Pedro guardó silencio unos instantes, con la vista fija en la carretera.
—Mi padre le tenía miedo, así que, cuando se iba, me pegaba más fuerte que nunca.
—Dios mío.
—Pero no quiero que lo sepa.
—No —dijo Paula, tragando saliva—, no le diré nada. Por eso te fuiste, ¿verdad? Para escapar de él.
—Era una de las razones —dijo Pedro y miró a Paula—. Si hubiera sabido que te conmovería tanto que me dieran una torta de vez en cuando, te lo habría dicho antes.
—No es para reírse —dijo Paula con rabia—. No hay excusa para tratar así a un niño.
—Eh, que ya lo he superado.
Paula se lo quedó mirando.
—¿Has dejado de odiarlo?
—No —dijo Pedro—. Pero he dejado de darle importancia, y creo que es lo mejor.
Al cabo de un rato, llegaron a Las Torres. Pedro detuvo el coche.
—Si alguien te hace mucho daño, un daño permanente, la mejor venganza es que te importe lo menos posible.
Paula lo miró.
—Estás hablando del padre de Kevin, y no es lo mismo. Yo no era un niño indefenso.
—Depende de dónde traces la línea —dijo Pedro, y se bajó del coche—. Yo llevaré a Kevin.
—No tienes por qué —dijo Paula apresurándose a llevar a su hijo, pero Pedro lo sostenía ya en sus brazos.
Permanecieron allí de pie unos momentos, en las últimas luces del día, con el niño, que apoyaba la cabeza en el hombro de Pedro, entre ellos. Paula acarició a su hijo.

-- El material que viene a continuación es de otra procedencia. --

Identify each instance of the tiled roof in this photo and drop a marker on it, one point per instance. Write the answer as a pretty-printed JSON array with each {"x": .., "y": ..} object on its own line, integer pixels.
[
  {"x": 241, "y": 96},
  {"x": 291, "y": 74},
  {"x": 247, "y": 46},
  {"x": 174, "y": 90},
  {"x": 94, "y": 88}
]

—Ha sido un día muy largo para él.
—Y para ti, Paula. Tienes ojeras. Como seguramente eso significa que anoche dormiste tan poco como yo, me alegro de verlas.
Era duro, pensó Paula, muy duro, mantenerse firme frente a la corriente que la empujaba hacia él.
—No estoy preparada, Pedro.
—Algunas veces se levanta un viento y nos lleva. No estás preparado, pero, si tienes suerte, acaba por dejarte en un sitio mucho mejor del que estabas.
—No me gusta depender de la suerte.
—No importa, a mí sí —dijo Pedro, y llevó al niño hacia la casa.